Down on Parchman Farm: The Great Prison in the Mississippi Delta
- Author: William Banks Taylor
- Language: English
- Genre: Non-fiction
- Publisher: Ohio State University Press
- Publication date: 1999
- Publication place: United States

= Down on Parchman Farm =

1999 book by Willian Banks Taylor

Down on Parchman Farm: The Great Prison in the Mississippi Delta is a 1999 non-fiction book by William Banks Taylor, published by Ohio State University Press. Peggy Whitman Prenshaw wrote the foreword. It is about the Mississippi State Penitentiary in Sunflower County, Mississippi.

==Background==
Ted Ownby, of the University of Mississippi, described the author as "by a historically minded specialist in criminal justice".

The book mainly relies on testimonies of Mississippi politicians and prison officials.
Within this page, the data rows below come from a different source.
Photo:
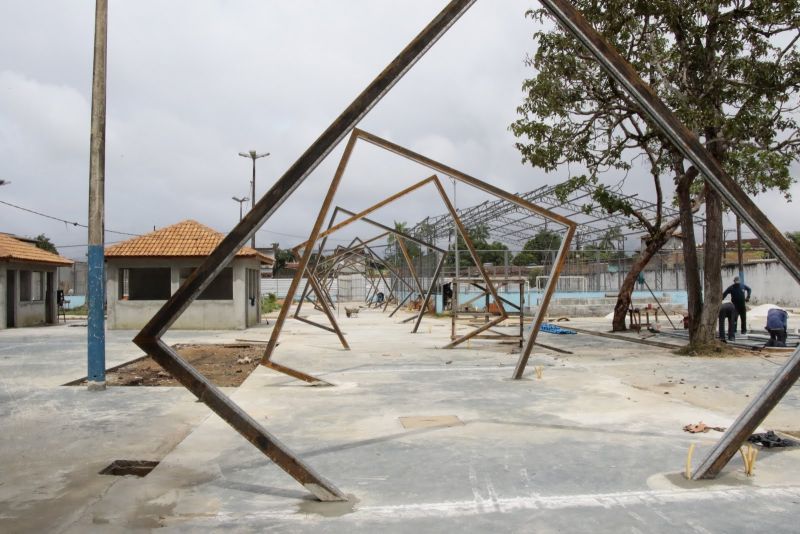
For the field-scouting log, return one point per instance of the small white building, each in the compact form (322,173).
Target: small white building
(143,272)
(28,283)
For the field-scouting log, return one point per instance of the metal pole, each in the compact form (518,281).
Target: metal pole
(96,340)
(252,201)
(739,249)
(455,228)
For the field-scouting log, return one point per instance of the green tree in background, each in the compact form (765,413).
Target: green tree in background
(730,70)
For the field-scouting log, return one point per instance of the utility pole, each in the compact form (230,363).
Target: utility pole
(240,201)
(254,156)
(96,339)
(739,249)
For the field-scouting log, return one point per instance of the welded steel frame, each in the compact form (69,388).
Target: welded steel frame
(519,282)
(357,244)
(149,338)
(310,244)
(736,198)
(558,264)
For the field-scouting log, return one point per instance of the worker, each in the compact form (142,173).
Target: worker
(737,292)
(777,320)
(727,311)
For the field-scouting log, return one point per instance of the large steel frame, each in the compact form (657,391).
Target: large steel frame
(149,338)
(309,245)
(360,248)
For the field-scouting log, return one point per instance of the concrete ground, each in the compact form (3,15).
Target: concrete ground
(595,445)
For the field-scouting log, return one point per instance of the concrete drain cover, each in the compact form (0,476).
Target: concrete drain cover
(427,421)
(121,468)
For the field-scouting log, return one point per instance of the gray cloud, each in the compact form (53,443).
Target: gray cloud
(192,83)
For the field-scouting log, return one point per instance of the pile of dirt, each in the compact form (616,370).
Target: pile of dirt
(224,365)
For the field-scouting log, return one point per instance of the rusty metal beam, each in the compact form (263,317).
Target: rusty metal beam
(149,337)
(423,310)
(736,198)
(509,197)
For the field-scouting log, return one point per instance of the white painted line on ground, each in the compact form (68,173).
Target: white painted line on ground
(478,506)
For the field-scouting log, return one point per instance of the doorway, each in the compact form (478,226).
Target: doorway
(49,310)
(11,298)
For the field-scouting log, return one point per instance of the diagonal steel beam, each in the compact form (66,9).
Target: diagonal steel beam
(692,149)
(149,337)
Other sources are interviews, columns published in newspapers, and yearly reports made by the Mississippi Legislature.

He had previously written about the prison in Brokered Justice, which was published in 1993. This book has expanded versions of content from that book.

==Content==
The author argues that, in the words of Ownby, there were "many successes" in the prison operation at the time of the book's publication.

Frances O. Sandiford, an employee at the library of the Green Haven Correctional Facility, stated that the book uses "a more factual approach" compared to previous literature about the prison.

Ownby stated that some of the phrasing "seems designed to flout conventional opinion." Ownby stated that the author has a "defensiveness" against the idea that Parchman was an example of an especially cruel prison and that those aspects were "uncritically exaggerated", and furthermore, Parchman had many "misunderstood successes" that "largely" characterize the prison.

According to Sandiford, the author expressed "reservations" about the prison's modernization in the late 20th century.

==Reception==
Ownby described the book as "fascinating if often infuriating". Ownby agreed that the prison was mischaracterized as especially harsh, but argued that it would be "extremely difficult to accept" the idea that Parchman was "largely [...] misunderstood successes". Ownby stated that the book does a better job in explaining the management's rules compared to "Worse than Slavery".

Sandiford argued that, to people operating libraries, the book is "a good choice" if the library has the money to buy it, though it is "Not an essential purchase".